Governor signs school funding bill
By Matt Pelkey
Governor Kaine last week signed into law one of the two school funding bills that could bring more state funds to Rappahannock schools.
The House bill, H.B. 936, sponsored by Rappahannock delegate Todd Gilbert, will make Rappahannock eligible to pursue additional state education funding through a cost-sharing agreement with an adjacent county.
Governor Kaine has not yet signed the identical Senate bill sponsored by Rappahannock senator Mark Obenshain.
If Rappahannock enters into a cost-sharing agreement, the schools could receive up to about $250,000 annually beginning in July of 2010.
The General Assembly would have to approve any additional state money that the schools might receive.
Rappahannock Superintendent Dr. Robert Chappell said the additional money would help.
"I know that people have characterized $250,000 as a drop in a bucket, but it sounds like a lot of money to me," he said.
School and county officials had hoped to receive about $1.5 million from the bill, but to make it more viable in a tight-fisted fiscal year, Del. Gilbert reduced the amount that it could bring Rappahannock.

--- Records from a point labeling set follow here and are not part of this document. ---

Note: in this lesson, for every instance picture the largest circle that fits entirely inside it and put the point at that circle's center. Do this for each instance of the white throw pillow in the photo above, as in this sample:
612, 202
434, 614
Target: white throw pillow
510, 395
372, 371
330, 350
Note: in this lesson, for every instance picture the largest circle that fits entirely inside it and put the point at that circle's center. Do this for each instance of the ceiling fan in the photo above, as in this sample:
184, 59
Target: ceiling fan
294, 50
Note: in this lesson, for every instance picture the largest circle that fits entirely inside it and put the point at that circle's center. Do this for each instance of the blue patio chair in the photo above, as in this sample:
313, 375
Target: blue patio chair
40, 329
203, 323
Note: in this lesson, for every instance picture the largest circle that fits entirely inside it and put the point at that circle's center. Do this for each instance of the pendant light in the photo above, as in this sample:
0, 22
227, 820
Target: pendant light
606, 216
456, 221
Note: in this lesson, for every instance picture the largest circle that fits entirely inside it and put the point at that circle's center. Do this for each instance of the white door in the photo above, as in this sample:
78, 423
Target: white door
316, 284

$250,000 would be less than two percent of an education budget that Rappahannock County Administrator John McCarthy said could rise to $14 million in fiscal year 2011, the first year the additional state money would be available.
Chappell said the funding bill succeeded because of the work of supportive members of the General Assembly, county and school officials, and Rappahannock residents, who wrote more than 500 letters to assembly members.
He said that in January he was not sure if the bill would make it, but then momentum started to build.
"It was just a team effort, he said. "Everybody played a role."
Chappell said he has already had in-person meetings with two adjacent counties to discuss cost-sharing agreements. He did not say which counties he had spoken to.